Before Woodstock, from 1967 to 1969 there were small-scale, noncommercial musical festivals in the woods called Sound Outs that helped the promoter Michael Lang come up with the idea of the Woodstock Festival. (The main observances of the anniversary are in Bethel, but Woodstock’s version of Woodstock at 40 is a concert on Saturday billed as a celebration of the Sound Outs. Performers will even include Mr. Esposito and the reunited Blues Magoos.)

Every group from the 60s, it seems, is reuniting. Can't seem to let go, and, often, the money is too good.

One sign of that is Alchemy of Woodstock, billed as a combination coffeehouse, bookstore, music venue, art gallery and gathering space, and remarkably, one of the only places to hear live music in a town full of famous musicians. And, some say, one positive byproduct of the recession has been to drive down housing costs, keeping the town affordable to artsy types and pulling the plug on much of the boutique Hamptons North dynamic.

Yes, Hamptons dynamic: a good way to put it. I'll have to see just how many boutiques get shut down; they were sprouting as mushrooms do in the nearby woods.

But others say, creative or not, Woodstock remains doggedly stuck in time. There’s virtually no construction in the main part of town that wasn’t there in 1969, the Woodstock T-shirt/nostalgia industry is an economic staple and the economy is now dominated by the second-home owners.

Construction?
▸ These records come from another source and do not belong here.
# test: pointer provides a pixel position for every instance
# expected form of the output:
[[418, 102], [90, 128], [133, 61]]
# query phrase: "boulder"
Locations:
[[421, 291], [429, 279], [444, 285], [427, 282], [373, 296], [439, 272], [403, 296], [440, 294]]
Any time anyone moves too quickly, protests spring up, and environmental impact statements are demanded.

“For young people the only career paths are law enforcement or lawn care,” said Peter Cantine, an owner of the Bear Cafe, a popular restaurant.

There is also construction, repair, and so on; be or work for a contractor.

Still, you don’t get the feeling anyone’s too bummed by it. Even the young people hanging out downtown with skateboards and iPods and rap pouring out of car windows seem to think whatever Woodstock is, it’s just fine.

“It’s all New Age hippies now,” said Nicole Krieger, 20, who sells hemp jewelry in town. “It’s still really cool.”